As Amulek recites his genealogy to his own people, he refers to an experience of his great grandfather that is apparently known among them, and so he does not enlarge upon it. Three generations earlier, the ancestor of Amulek had interpreted the writing that God had written with his finger upon the wall of the temple (v. 2). We assume this temple was in the land of Zarahemla since Ammonihah was close to this land, and there is no mention of a temple in other lands that surround the city of Zarahemla. King Benjamin had preached his great sermon at this temple (see Mosiah 2:1–9).

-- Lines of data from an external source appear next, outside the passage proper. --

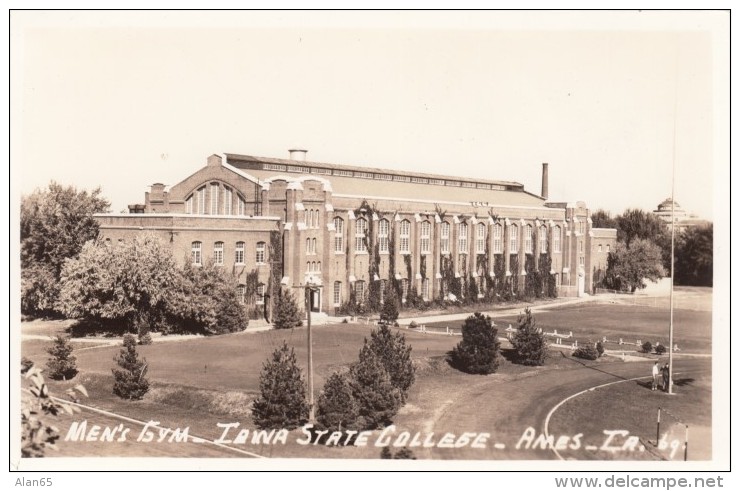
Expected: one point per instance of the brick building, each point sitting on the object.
(352, 230)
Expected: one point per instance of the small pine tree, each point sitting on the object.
(478, 352)
(282, 402)
(130, 382)
(62, 365)
(395, 355)
(377, 398)
(287, 315)
(389, 312)
(529, 341)
(337, 409)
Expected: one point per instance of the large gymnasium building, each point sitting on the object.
(347, 230)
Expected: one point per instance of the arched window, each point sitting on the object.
(543, 240)
(383, 228)
(239, 253)
(218, 253)
(462, 239)
(228, 196)
(338, 235)
(498, 243)
(480, 239)
(360, 229)
(444, 238)
(260, 253)
(195, 251)
(337, 293)
(513, 239)
(425, 239)
(405, 235)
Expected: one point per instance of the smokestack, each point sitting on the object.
(298, 154)
(544, 180)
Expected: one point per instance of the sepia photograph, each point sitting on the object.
(369, 240)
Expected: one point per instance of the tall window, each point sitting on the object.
(214, 199)
(480, 238)
(360, 229)
(195, 251)
(202, 201)
(360, 291)
(260, 253)
(444, 238)
(543, 240)
(218, 253)
(425, 239)
(227, 201)
(383, 227)
(337, 293)
(462, 239)
(239, 253)
(405, 234)
(513, 239)
(338, 235)
(498, 243)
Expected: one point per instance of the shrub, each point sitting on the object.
(478, 352)
(378, 400)
(130, 382)
(529, 341)
(62, 365)
(287, 315)
(395, 355)
(337, 409)
(282, 402)
(587, 352)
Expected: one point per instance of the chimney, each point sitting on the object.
(544, 181)
(298, 154)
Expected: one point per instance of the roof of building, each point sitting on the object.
(377, 182)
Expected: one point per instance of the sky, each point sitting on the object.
(609, 100)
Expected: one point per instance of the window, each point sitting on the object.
(337, 293)
(498, 245)
(425, 239)
(462, 240)
(528, 239)
(513, 239)
(444, 238)
(260, 253)
(360, 229)
(218, 253)
(383, 227)
(202, 201)
(480, 238)
(239, 253)
(543, 240)
(214, 199)
(338, 235)
(195, 249)
(227, 201)
(359, 291)
(405, 236)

The temple writing incident reminds us of one recorded in the book of Daniel; when Belshazzar, king of Babylon, and his guests were drinking wine from the golden and silver vessels that his father Nebuchadnezzar had taken out of the temple that was in Jerusalem (see Daniel 5:1–4). “In the same hour came forth fingers of a man’s hand, and wrote over against the candlestick upon the plaister of the wall of the king’s palace: and the king saw the part of the hand that wrote” (Daniel 5:5). The Prophet Daniel interpreted this writing as God taking the kingdom from Belshazzar.
25 And this is the writing that was written, MENE, MENE, TEKEL, UPHARSIN.
26 This is the interpretation of the thing: MENE; God hath numbered thy kingdom, and finished it.
27 TEKEL; Thou art weighed in the balances, and art found wanting.
28 PERES; Thy kingdom is divided, and given to the Medes and Persians. [Daniel 5:25–28]
In that night the interpretation given by Daniel was proven to be correct as “Belshazzar the king of the Chaldeans [was] slain.” (Daniel 5:30)
We know nothing more about what was “written by the finger of God” (Alma 10:2), or what interpretation was given by Aminadi, but it is a second witness from God that he could and does communicate to his people through this medium.
The genealogy of Aminadi is traced back to Nephi and his father Lehi (v. 3). This genealogy is the only place in the Book of Mormon that identifies Lehi as a descendant of Manasseh, son of Joseph who was sold into Egypt. Lehi learned he was a descendent of Joseph of Egypt in the genealogy found upon the plates of brass (1 Nephi 1:17), but he says nothing of Manasseh at that time. The book of Lehi that Nephi abridged (see 1 Nephi 1:17) also revealed that Ishmael, the family that joined with Nephi’s family, was a descendant of Ephraim. Thus, both of Joseph of Egypt’s sons, Ephraim and Manasseh, were represented in Lehi’s expedition from Jerusalem in 600 B.C.